Infrastructure now runs on the super-accurate time kept by atomic clocks. But atomic and earth-rotation time do not run in perfect sync, so we have a system of 'leap seconds', which keep them tied together.

At least, it does for now. The leap second is under threat from technologists in industries such as banking where time-stamping is critical. Human operators inserting leap seconds can make mistakes and the argument goes that we should simplify matters, keeping atomic time only. But this would mean severing the connection with earth-rotation time.

More noticeable than an occasional second would be the changes if Britain moves to Central European Time, or Double British Summer Time (DBST). This has been tried before, as has staying one hour ahead of GMT all year. Both experiments ended because shifting away from GMT caused as many problems as it solved. While DBST might benefit south-east England, people in the North, Scotland and Northern Ireland face even darker mornings.

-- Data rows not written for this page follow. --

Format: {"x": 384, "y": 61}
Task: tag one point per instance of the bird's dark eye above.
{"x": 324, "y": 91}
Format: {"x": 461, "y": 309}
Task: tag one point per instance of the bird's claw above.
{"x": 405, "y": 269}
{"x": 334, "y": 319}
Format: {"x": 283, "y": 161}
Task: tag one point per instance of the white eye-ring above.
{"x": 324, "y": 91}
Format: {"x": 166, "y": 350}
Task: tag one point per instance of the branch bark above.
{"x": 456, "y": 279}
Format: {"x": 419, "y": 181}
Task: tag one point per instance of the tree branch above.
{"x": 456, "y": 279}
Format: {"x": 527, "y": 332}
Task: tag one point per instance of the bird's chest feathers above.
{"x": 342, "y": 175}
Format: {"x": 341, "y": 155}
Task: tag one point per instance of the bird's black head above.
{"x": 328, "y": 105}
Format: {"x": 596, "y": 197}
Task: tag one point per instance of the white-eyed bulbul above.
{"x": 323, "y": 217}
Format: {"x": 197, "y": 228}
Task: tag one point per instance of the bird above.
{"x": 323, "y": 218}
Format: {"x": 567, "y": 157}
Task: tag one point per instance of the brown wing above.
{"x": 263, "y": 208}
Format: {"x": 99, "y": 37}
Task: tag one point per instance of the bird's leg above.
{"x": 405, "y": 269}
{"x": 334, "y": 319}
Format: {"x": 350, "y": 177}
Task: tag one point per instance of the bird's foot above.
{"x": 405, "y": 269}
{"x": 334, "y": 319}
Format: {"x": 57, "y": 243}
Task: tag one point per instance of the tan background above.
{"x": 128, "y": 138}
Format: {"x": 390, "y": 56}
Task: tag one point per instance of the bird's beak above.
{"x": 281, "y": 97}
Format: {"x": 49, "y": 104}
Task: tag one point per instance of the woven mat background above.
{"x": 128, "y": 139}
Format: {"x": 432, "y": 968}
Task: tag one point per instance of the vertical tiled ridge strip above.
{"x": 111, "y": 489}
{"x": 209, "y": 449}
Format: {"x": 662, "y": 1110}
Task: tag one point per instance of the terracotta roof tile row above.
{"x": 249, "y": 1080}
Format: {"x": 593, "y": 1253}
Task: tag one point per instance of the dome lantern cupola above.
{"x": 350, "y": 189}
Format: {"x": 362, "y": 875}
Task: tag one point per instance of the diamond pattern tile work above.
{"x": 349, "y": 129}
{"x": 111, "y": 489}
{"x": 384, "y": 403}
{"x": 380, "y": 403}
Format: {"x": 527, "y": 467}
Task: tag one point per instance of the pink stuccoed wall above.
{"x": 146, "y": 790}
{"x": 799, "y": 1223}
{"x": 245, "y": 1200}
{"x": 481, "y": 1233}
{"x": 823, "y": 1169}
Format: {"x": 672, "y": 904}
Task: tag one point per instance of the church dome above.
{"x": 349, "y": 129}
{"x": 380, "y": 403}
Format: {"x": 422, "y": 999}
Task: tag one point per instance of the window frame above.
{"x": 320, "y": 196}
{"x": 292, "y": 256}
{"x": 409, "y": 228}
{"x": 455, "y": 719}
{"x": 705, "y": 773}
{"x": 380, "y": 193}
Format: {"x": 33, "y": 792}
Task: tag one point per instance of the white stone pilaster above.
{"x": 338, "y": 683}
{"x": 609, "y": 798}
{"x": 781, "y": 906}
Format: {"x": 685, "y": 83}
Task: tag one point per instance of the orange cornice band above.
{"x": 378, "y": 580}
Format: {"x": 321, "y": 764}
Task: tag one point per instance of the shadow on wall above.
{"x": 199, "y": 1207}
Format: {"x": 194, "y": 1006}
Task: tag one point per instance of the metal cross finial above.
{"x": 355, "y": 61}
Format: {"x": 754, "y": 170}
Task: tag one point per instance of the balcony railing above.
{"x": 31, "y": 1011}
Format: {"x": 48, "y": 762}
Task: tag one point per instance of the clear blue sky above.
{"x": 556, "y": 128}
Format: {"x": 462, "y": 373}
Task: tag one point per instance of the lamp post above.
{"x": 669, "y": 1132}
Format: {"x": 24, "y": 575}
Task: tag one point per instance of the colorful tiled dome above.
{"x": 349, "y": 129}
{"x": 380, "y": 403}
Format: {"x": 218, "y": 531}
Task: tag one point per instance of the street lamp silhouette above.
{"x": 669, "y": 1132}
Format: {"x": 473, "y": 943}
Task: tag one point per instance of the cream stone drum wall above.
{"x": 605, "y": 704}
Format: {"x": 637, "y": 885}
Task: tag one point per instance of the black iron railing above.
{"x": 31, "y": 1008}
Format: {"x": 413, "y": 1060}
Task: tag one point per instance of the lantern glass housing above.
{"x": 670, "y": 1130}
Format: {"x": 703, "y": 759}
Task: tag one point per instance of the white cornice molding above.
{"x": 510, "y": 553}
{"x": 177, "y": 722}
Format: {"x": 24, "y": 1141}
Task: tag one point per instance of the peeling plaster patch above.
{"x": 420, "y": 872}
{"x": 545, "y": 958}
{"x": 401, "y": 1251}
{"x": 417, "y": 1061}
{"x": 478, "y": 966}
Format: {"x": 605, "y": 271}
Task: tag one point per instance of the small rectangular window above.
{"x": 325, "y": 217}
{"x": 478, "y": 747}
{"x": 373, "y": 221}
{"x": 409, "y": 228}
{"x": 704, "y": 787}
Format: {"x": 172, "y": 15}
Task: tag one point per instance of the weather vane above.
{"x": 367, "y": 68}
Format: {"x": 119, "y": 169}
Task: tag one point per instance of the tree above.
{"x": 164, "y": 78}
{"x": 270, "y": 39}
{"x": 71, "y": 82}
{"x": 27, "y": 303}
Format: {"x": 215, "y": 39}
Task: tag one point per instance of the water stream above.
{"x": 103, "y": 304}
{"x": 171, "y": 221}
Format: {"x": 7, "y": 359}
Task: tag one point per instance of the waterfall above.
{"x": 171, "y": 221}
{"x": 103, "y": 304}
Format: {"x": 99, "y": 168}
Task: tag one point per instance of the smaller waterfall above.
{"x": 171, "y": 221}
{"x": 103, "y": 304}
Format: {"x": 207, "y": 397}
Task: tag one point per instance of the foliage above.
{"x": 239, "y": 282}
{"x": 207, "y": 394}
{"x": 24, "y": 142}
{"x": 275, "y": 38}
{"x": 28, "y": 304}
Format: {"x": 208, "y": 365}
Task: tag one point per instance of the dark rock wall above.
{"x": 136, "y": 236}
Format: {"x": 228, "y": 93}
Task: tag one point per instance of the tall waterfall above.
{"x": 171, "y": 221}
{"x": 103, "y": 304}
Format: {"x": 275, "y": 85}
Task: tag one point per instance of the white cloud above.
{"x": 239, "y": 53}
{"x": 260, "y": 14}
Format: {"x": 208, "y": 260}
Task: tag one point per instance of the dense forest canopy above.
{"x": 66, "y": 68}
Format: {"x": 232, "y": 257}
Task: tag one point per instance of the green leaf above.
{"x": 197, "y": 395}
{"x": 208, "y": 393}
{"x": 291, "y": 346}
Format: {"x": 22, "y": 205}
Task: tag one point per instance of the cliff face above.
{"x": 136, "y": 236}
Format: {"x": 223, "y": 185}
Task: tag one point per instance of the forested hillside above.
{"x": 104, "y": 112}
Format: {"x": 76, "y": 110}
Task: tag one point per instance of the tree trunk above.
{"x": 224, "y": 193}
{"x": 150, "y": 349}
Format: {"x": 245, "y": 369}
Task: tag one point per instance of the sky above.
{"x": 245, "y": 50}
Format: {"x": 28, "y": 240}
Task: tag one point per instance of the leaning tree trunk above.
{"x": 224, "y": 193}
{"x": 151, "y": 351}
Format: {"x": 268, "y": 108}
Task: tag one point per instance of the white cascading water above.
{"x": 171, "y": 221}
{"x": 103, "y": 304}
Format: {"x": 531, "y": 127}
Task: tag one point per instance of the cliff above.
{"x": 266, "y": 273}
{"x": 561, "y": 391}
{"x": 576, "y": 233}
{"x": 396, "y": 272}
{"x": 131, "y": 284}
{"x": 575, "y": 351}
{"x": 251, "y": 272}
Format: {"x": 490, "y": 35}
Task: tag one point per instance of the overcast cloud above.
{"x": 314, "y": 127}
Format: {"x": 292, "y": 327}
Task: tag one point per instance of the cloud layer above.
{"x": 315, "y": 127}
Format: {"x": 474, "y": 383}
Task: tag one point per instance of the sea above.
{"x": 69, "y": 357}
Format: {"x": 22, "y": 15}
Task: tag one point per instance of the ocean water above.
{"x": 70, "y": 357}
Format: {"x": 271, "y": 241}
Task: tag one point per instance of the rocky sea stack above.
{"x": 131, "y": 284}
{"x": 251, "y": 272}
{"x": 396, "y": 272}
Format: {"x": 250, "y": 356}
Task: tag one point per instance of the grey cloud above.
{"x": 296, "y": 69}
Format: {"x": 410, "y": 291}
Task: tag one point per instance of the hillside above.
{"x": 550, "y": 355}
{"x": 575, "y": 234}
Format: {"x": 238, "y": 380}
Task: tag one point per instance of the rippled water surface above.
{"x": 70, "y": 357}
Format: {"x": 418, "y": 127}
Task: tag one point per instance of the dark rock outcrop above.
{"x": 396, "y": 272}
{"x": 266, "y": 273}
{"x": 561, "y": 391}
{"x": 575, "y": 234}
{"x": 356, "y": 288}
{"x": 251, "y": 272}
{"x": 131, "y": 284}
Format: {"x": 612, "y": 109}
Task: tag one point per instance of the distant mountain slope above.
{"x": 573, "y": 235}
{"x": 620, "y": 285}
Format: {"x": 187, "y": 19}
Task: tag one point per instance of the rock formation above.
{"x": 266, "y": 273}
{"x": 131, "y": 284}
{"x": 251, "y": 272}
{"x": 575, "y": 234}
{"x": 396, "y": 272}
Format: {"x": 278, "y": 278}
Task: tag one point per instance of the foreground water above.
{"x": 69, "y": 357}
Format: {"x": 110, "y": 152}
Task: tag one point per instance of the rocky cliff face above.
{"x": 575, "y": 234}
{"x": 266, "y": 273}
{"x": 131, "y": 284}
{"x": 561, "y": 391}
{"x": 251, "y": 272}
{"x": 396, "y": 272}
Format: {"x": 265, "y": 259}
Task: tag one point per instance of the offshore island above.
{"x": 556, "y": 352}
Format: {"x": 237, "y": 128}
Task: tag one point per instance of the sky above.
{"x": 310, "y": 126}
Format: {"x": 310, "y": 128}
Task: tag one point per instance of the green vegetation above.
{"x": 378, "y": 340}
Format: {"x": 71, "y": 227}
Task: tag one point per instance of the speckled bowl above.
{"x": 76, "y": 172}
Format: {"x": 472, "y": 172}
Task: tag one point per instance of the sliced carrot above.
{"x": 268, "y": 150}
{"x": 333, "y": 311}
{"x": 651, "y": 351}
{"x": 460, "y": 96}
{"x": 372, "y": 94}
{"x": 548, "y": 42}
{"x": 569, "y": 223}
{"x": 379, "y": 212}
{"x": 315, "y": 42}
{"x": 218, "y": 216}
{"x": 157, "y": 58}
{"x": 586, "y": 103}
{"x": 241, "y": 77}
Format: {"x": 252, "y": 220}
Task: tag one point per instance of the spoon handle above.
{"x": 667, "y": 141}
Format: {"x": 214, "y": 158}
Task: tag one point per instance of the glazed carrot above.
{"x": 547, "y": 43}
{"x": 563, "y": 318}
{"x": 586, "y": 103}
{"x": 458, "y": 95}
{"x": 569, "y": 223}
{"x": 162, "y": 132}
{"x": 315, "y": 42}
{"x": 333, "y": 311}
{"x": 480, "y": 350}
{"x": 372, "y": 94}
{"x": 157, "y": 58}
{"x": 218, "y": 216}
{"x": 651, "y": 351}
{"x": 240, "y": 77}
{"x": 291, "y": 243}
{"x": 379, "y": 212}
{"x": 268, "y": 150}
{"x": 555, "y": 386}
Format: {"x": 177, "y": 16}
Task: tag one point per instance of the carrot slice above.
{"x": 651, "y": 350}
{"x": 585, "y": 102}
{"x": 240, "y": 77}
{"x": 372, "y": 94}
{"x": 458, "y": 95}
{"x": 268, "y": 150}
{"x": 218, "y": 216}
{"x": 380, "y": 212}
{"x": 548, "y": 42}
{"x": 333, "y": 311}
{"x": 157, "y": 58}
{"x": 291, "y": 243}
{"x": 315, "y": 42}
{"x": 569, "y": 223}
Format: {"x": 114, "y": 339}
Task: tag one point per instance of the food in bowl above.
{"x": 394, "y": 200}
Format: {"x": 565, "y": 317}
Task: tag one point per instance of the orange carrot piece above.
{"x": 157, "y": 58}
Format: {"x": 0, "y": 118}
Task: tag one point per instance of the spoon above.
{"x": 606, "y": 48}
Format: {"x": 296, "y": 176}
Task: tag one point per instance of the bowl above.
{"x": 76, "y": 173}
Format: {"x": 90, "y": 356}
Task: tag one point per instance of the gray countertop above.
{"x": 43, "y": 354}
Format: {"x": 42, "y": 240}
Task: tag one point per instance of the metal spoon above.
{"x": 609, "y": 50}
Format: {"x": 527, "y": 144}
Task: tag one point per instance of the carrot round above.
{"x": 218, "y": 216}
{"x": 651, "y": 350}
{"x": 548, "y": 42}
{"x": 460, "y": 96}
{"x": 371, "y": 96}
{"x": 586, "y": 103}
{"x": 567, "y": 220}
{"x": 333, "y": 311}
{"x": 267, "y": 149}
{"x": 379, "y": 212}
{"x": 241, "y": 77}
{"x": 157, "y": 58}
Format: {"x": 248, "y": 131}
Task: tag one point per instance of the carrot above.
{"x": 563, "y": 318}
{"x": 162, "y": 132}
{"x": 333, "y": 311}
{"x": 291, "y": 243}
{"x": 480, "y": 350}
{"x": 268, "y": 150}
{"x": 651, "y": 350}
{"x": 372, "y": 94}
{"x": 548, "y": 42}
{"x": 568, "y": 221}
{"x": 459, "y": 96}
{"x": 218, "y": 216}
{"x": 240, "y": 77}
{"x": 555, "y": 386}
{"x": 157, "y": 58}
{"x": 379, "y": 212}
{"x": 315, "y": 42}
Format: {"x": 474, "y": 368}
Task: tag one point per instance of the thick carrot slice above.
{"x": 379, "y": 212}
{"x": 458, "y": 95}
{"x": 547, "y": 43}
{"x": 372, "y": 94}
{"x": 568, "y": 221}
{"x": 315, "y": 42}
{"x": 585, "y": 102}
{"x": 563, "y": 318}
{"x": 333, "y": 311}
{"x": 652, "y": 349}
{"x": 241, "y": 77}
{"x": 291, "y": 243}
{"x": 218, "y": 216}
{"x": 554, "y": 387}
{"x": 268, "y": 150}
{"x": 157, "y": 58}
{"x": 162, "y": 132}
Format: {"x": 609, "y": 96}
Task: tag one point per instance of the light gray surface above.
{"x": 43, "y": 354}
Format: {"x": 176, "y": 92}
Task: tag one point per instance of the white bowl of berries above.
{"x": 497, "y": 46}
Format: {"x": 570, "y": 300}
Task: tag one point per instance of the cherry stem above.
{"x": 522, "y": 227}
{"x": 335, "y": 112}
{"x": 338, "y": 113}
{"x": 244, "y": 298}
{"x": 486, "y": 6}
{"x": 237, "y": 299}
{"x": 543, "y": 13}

Perhaps British Summer Time itself was a step too far, suggests Dr David Rooney, keeper of technologies and engineering at the Science Museum, London and lead curator of mathematics at the Winton Gallery.

He writes in The Telegraph that in 1970, the novelist A P Herbert proposed its abolition. His ''painless plan'' was to change local working hours instead of the clocks, getting the benefits of daylight saving such as accident reduction, but with fewer side effects. It was an argument for localism that sounds remarkably fresh today.